Ein Raketenbahnhof sollte sich in einem politisch stabilen Staat befinden, da sein Aufbau mit großen Investitionen verbunden ist. Er sollte abseits von dicht besiedeltem Gebiet liegen und in östlicher Richtung einen Ozean oder ein sehr dünn besieltes Gebiet haben. Denn fast alle Raketenstarts erfolgen mit der Erdrotation (aus oben genanntem Grunde) in östlicher Richtung. Wenn es zu einem Fehlstart kommt, könnten sonst Menschen durch niederstürzende Trümmer und Treibstoffe gefährdet werden. Zudem ist der Standort auf die politische Einflusssphäre des errichtenden Staats oder der Staatenorganisation beschränkt.

Der Weltraumbahnhof sollte an einem geologisch stabilen Ort gebaut werden, der von größeren und vielen Unwettern verschont wird, da Raketenstarts bei Regen oder Sturm meist abgesagt werden müssen. Schließlich sollte genügend Raum vorhanden sein, um ihn gegebenenfalls ausbauen zu können.

Der ideale Standort für einen Weltraumbahnhof existiert jedoch nicht und bei der Wahl müssen Kompromisse eingegangen werden.

Beispiel: Russische Kosmodrome

Besonders die russischen Kosmodrome sind durch ihre sehr weit nördliche Lage benachteiligt, da für orbitale Manöver zur Zielumlaufbahn mehr Treibstoff aufgewendet werden müssen.

Beispiel: Kourou

Der europäische Weltraumbahnhof Centre Spatial Guyanais in Kourou besitzt von ähnlichen Einrichtungen weltweit die günstigste Lage.
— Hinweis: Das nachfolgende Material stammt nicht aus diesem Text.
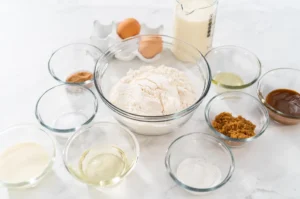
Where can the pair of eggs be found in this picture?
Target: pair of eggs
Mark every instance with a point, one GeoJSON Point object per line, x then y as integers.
{"type": "Point", "coordinates": [149, 46]}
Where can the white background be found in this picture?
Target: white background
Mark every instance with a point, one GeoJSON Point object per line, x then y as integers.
{"type": "Point", "coordinates": [31, 30]}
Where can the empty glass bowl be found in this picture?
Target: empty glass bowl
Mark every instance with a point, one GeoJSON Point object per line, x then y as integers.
{"type": "Point", "coordinates": [237, 103]}
{"type": "Point", "coordinates": [73, 58]}
{"type": "Point", "coordinates": [176, 54]}
{"type": "Point", "coordinates": [66, 107]}
{"type": "Point", "coordinates": [233, 67]}
{"type": "Point", "coordinates": [21, 137]}
{"type": "Point", "coordinates": [281, 78]}
{"type": "Point", "coordinates": [101, 154]}
{"type": "Point", "coordinates": [199, 162]}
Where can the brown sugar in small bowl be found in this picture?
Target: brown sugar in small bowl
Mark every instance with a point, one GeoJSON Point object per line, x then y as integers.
{"type": "Point", "coordinates": [280, 78]}
{"type": "Point", "coordinates": [238, 104]}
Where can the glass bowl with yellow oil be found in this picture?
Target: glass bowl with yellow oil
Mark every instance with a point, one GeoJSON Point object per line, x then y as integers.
{"type": "Point", "coordinates": [102, 154]}
{"type": "Point", "coordinates": [233, 67]}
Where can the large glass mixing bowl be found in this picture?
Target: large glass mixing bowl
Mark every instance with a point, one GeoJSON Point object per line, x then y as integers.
{"type": "Point", "coordinates": [176, 54]}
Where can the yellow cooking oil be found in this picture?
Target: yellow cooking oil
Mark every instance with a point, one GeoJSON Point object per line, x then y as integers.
{"type": "Point", "coordinates": [228, 79]}
{"type": "Point", "coordinates": [103, 166]}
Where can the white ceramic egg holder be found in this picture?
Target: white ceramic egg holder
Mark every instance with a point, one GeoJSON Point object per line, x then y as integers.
{"type": "Point", "coordinates": [105, 35]}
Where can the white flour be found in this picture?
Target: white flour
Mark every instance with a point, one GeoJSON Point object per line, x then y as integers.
{"type": "Point", "coordinates": [153, 91]}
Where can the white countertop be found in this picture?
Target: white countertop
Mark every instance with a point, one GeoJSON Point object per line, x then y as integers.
{"type": "Point", "coordinates": [265, 169]}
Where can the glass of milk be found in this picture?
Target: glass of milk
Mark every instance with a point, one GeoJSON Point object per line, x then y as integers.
{"type": "Point", "coordinates": [194, 22]}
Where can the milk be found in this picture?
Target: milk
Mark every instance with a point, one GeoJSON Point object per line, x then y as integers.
{"type": "Point", "coordinates": [194, 23]}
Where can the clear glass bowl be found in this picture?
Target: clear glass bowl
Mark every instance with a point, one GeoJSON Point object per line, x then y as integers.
{"type": "Point", "coordinates": [176, 54]}
{"type": "Point", "coordinates": [28, 133]}
{"type": "Point", "coordinates": [73, 58]}
{"type": "Point", "coordinates": [281, 78]}
{"type": "Point", "coordinates": [236, 60]}
{"type": "Point", "coordinates": [66, 107]}
{"type": "Point", "coordinates": [237, 103]}
{"type": "Point", "coordinates": [202, 151]}
{"type": "Point", "coordinates": [92, 142]}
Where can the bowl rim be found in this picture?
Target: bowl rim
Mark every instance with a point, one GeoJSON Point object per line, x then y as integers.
{"type": "Point", "coordinates": [83, 129]}
{"type": "Point", "coordinates": [240, 49]}
{"type": "Point", "coordinates": [265, 111]}
{"type": "Point", "coordinates": [50, 67]}
{"type": "Point", "coordinates": [46, 170]}
{"type": "Point", "coordinates": [263, 100]}
{"type": "Point", "coordinates": [159, 118]}
{"type": "Point", "coordinates": [181, 184]}
{"type": "Point", "coordinates": [69, 130]}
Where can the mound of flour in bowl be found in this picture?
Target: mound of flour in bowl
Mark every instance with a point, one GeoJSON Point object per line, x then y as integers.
{"type": "Point", "coordinates": [153, 91]}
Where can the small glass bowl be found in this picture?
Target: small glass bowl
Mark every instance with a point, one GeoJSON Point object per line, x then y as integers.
{"type": "Point", "coordinates": [96, 140]}
{"type": "Point", "coordinates": [200, 149]}
{"type": "Point", "coordinates": [237, 103]}
{"type": "Point", "coordinates": [65, 108]}
{"type": "Point", "coordinates": [28, 133]}
{"type": "Point", "coordinates": [280, 78]}
{"type": "Point", "coordinates": [233, 60]}
{"type": "Point", "coordinates": [72, 58]}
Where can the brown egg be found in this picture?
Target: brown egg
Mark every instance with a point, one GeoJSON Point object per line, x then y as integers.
{"type": "Point", "coordinates": [150, 46]}
{"type": "Point", "coordinates": [128, 28]}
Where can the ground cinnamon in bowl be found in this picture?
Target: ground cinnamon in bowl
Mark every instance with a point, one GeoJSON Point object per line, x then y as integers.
{"type": "Point", "coordinates": [233, 127]}
{"type": "Point", "coordinates": [79, 77]}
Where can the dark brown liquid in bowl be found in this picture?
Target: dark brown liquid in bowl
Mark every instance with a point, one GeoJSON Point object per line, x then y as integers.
{"type": "Point", "coordinates": [285, 100]}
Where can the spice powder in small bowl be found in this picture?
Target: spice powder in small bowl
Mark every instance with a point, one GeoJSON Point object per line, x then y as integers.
{"type": "Point", "coordinates": [233, 127]}
{"type": "Point", "coordinates": [79, 77]}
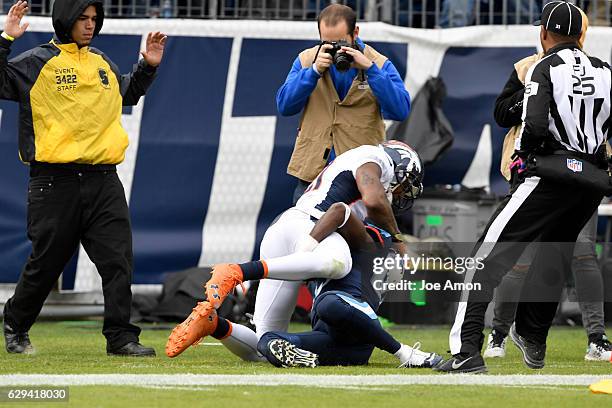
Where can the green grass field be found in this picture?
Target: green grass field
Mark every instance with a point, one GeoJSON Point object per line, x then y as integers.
{"type": "Point", "coordinates": [79, 348]}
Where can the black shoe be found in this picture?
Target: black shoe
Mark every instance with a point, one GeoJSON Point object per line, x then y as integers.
{"type": "Point", "coordinates": [132, 349]}
{"type": "Point", "coordinates": [17, 343]}
{"type": "Point", "coordinates": [533, 353]}
{"type": "Point", "coordinates": [473, 364]}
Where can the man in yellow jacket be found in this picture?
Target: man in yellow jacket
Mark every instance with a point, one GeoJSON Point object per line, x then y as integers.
{"type": "Point", "coordinates": [70, 97]}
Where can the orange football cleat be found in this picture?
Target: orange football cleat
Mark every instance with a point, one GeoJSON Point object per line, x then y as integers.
{"type": "Point", "coordinates": [200, 323]}
{"type": "Point", "coordinates": [225, 277]}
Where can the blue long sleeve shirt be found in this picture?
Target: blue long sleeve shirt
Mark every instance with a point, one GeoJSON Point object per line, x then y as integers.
{"type": "Point", "coordinates": [385, 82]}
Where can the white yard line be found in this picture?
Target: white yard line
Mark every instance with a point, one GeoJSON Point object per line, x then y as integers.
{"type": "Point", "coordinates": [314, 380]}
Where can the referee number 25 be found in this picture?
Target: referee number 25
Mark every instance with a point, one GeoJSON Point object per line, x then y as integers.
{"type": "Point", "coordinates": [582, 85]}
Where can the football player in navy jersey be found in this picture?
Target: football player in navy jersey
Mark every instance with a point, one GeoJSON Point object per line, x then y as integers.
{"type": "Point", "coordinates": [374, 180]}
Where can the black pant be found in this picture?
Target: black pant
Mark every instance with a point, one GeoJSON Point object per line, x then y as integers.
{"type": "Point", "coordinates": [536, 208]}
{"type": "Point", "coordinates": [68, 204]}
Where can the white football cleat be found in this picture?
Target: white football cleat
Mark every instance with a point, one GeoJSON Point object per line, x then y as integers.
{"type": "Point", "coordinates": [599, 350]}
{"type": "Point", "coordinates": [413, 357]}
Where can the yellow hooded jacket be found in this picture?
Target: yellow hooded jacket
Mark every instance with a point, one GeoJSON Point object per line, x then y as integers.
{"type": "Point", "coordinates": [70, 98]}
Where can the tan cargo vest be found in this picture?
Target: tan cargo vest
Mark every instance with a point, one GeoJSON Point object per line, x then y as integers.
{"type": "Point", "coordinates": [327, 121]}
{"type": "Point", "coordinates": [521, 68]}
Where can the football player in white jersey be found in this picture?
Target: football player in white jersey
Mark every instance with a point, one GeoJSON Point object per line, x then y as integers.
{"type": "Point", "coordinates": [374, 180]}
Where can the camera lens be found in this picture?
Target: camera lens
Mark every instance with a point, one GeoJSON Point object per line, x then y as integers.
{"type": "Point", "coordinates": [342, 61]}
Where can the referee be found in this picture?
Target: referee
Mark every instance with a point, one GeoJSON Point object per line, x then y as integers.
{"type": "Point", "coordinates": [566, 119]}
{"type": "Point", "coordinates": [70, 100]}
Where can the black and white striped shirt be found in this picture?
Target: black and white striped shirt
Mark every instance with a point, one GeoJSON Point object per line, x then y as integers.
{"type": "Point", "coordinates": [566, 102]}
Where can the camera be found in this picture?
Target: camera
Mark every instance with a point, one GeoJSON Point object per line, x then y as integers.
{"type": "Point", "coordinates": [342, 60]}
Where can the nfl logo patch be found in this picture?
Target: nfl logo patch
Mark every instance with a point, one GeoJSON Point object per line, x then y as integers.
{"type": "Point", "coordinates": [574, 165]}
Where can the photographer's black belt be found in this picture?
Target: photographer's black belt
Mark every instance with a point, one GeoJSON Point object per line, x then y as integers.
{"type": "Point", "coordinates": [70, 167]}
{"type": "Point", "coordinates": [572, 168]}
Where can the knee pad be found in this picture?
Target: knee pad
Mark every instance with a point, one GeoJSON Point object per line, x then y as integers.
{"type": "Point", "coordinates": [347, 214]}
{"type": "Point", "coordinates": [336, 267]}
{"type": "Point", "coordinates": [331, 309]}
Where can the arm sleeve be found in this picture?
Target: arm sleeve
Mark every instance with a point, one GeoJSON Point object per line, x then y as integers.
{"type": "Point", "coordinates": [389, 89]}
{"type": "Point", "coordinates": [135, 84]}
{"type": "Point", "coordinates": [9, 71]}
{"type": "Point", "coordinates": [509, 103]}
{"type": "Point", "coordinates": [294, 93]}
{"type": "Point", "coordinates": [536, 107]}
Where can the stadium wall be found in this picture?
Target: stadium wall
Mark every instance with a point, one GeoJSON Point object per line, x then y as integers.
{"type": "Point", "coordinates": [205, 170]}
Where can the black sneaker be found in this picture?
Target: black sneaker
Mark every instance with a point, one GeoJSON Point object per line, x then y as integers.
{"type": "Point", "coordinates": [132, 349]}
{"type": "Point", "coordinates": [16, 342]}
{"type": "Point", "coordinates": [496, 345]}
{"type": "Point", "coordinates": [533, 353]}
{"type": "Point", "coordinates": [473, 364]}
{"type": "Point", "coordinates": [288, 355]}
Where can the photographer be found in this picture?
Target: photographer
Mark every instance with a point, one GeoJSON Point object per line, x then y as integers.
{"type": "Point", "coordinates": [341, 108]}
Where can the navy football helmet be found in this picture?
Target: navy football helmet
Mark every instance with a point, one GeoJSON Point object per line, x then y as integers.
{"type": "Point", "coordinates": [407, 183]}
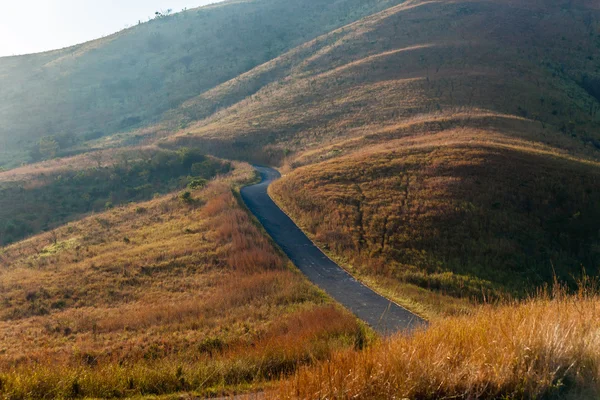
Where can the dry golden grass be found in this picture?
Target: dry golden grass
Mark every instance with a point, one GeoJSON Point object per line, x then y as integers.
{"type": "Point", "coordinates": [417, 59]}
{"type": "Point", "coordinates": [547, 347]}
{"type": "Point", "coordinates": [157, 298]}
{"type": "Point", "coordinates": [464, 213]}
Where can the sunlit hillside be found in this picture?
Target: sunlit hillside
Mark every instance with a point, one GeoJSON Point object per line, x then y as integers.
{"type": "Point", "coordinates": [176, 294]}
{"type": "Point", "coordinates": [446, 153]}
{"type": "Point", "coordinates": [546, 348]}
{"type": "Point", "coordinates": [535, 60]}
{"type": "Point", "coordinates": [54, 102]}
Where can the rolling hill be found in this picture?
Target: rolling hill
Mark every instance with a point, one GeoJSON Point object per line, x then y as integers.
{"type": "Point", "coordinates": [427, 145]}
{"type": "Point", "coordinates": [446, 152]}
{"type": "Point", "coordinates": [52, 103]}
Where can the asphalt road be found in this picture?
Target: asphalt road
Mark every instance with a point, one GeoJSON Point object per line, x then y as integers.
{"type": "Point", "coordinates": [380, 313]}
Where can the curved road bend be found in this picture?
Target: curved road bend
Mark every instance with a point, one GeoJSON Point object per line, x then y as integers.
{"type": "Point", "coordinates": [381, 314]}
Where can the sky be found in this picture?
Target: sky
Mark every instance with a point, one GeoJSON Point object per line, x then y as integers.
{"type": "Point", "coordinates": [31, 26]}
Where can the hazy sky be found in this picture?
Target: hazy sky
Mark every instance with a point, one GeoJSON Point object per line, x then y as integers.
{"type": "Point", "coordinates": [30, 26]}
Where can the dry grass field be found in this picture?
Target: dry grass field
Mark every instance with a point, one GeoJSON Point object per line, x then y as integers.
{"type": "Point", "coordinates": [464, 213]}
{"type": "Point", "coordinates": [544, 348]}
{"type": "Point", "coordinates": [159, 297]}
{"type": "Point", "coordinates": [446, 152]}
{"type": "Point", "coordinates": [532, 61]}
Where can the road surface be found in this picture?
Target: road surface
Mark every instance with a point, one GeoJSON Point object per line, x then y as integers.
{"type": "Point", "coordinates": [380, 313]}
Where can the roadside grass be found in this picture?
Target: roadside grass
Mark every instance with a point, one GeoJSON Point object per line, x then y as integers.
{"type": "Point", "coordinates": [157, 298]}
{"type": "Point", "coordinates": [546, 347]}
{"type": "Point", "coordinates": [459, 214]}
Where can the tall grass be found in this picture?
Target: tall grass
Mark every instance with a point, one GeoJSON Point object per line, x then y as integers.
{"type": "Point", "coordinates": [546, 347]}
{"type": "Point", "coordinates": [195, 300]}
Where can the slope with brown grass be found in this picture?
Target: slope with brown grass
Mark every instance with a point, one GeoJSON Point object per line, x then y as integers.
{"type": "Point", "coordinates": [534, 60]}
{"type": "Point", "coordinates": [466, 213]}
{"type": "Point", "coordinates": [547, 347]}
{"type": "Point", "coordinates": [156, 298]}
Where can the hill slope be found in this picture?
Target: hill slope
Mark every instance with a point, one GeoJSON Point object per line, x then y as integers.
{"type": "Point", "coordinates": [448, 145]}
{"type": "Point", "coordinates": [534, 60]}
{"type": "Point", "coordinates": [129, 79]}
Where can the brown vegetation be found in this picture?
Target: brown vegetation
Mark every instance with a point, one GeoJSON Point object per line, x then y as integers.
{"type": "Point", "coordinates": [464, 212]}
{"type": "Point", "coordinates": [156, 298]}
{"type": "Point", "coordinates": [547, 347]}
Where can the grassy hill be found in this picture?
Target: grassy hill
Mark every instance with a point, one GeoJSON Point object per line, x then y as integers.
{"type": "Point", "coordinates": [545, 348]}
{"type": "Point", "coordinates": [127, 80]}
{"type": "Point", "coordinates": [41, 200]}
{"type": "Point", "coordinates": [450, 146]}
{"type": "Point", "coordinates": [157, 298]}
{"type": "Point", "coordinates": [446, 152]}
{"type": "Point", "coordinates": [534, 60]}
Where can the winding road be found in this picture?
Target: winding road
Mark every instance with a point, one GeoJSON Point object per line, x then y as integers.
{"type": "Point", "coordinates": [381, 314]}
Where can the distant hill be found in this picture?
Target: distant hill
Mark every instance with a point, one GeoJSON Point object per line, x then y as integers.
{"type": "Point", "coordinates": [535, 60]}
{"type": "Point", "coordinates": [447, 145]}
{"type": "Point", "coordinates": [130, 79]}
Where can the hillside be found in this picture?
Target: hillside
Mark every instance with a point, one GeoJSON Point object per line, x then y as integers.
{"type": "Point", "coordinates": [431, 149]}
{"type": "Point", "coordinates": [158, 298]}
{"type": "Point", "coordinates": [52, 103]}
{"type": "Point", "coordinates": [545, 348]}
{"type": "Point", "coordinates": [534, 60]}
{"type": "Point", "coordinates": [45, 199]}
{"type": "Point", "coordinates": [445, 152]}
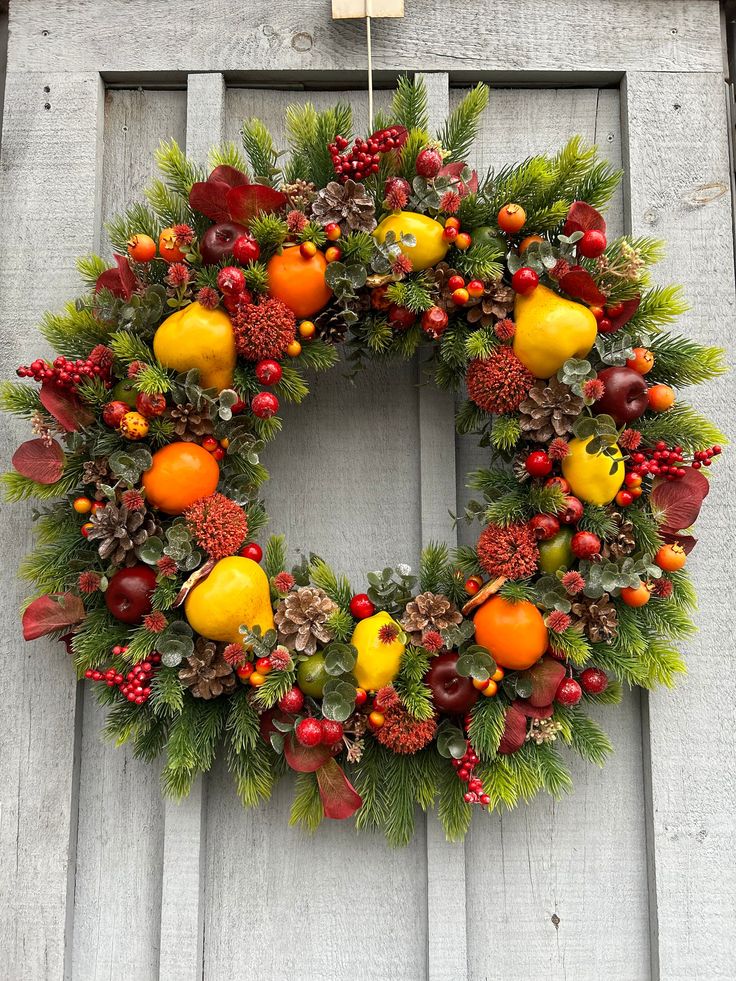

Er liegt im französischen Übersee-Departement Französisch-Guayana im Norden Südamerikas (politisch stabil) und liegt sehr dicht am Äquator (günstige Starteigenschaften, maximaler Geschwindigkeitsbonus durch Erdrotation). Die Region ist sehr dünn besiedelt und grenzt im Nordosten an den Atlantik (geringe Gefährdung für Menschen). Da der Weltraumbahnhof direkt an ein ausgedehntes Waldgebiet grenzt, ist auch sein Ausbau problemlos möglich. Zwar besitzt Kourou ein subtropisches Klima, wird jedoch von den meisten Atlantikstürmen verschont. Zudem lassen sich Material und Güter aufgrund der Küstenlage sehr einfach und schnell dorthin transportieren.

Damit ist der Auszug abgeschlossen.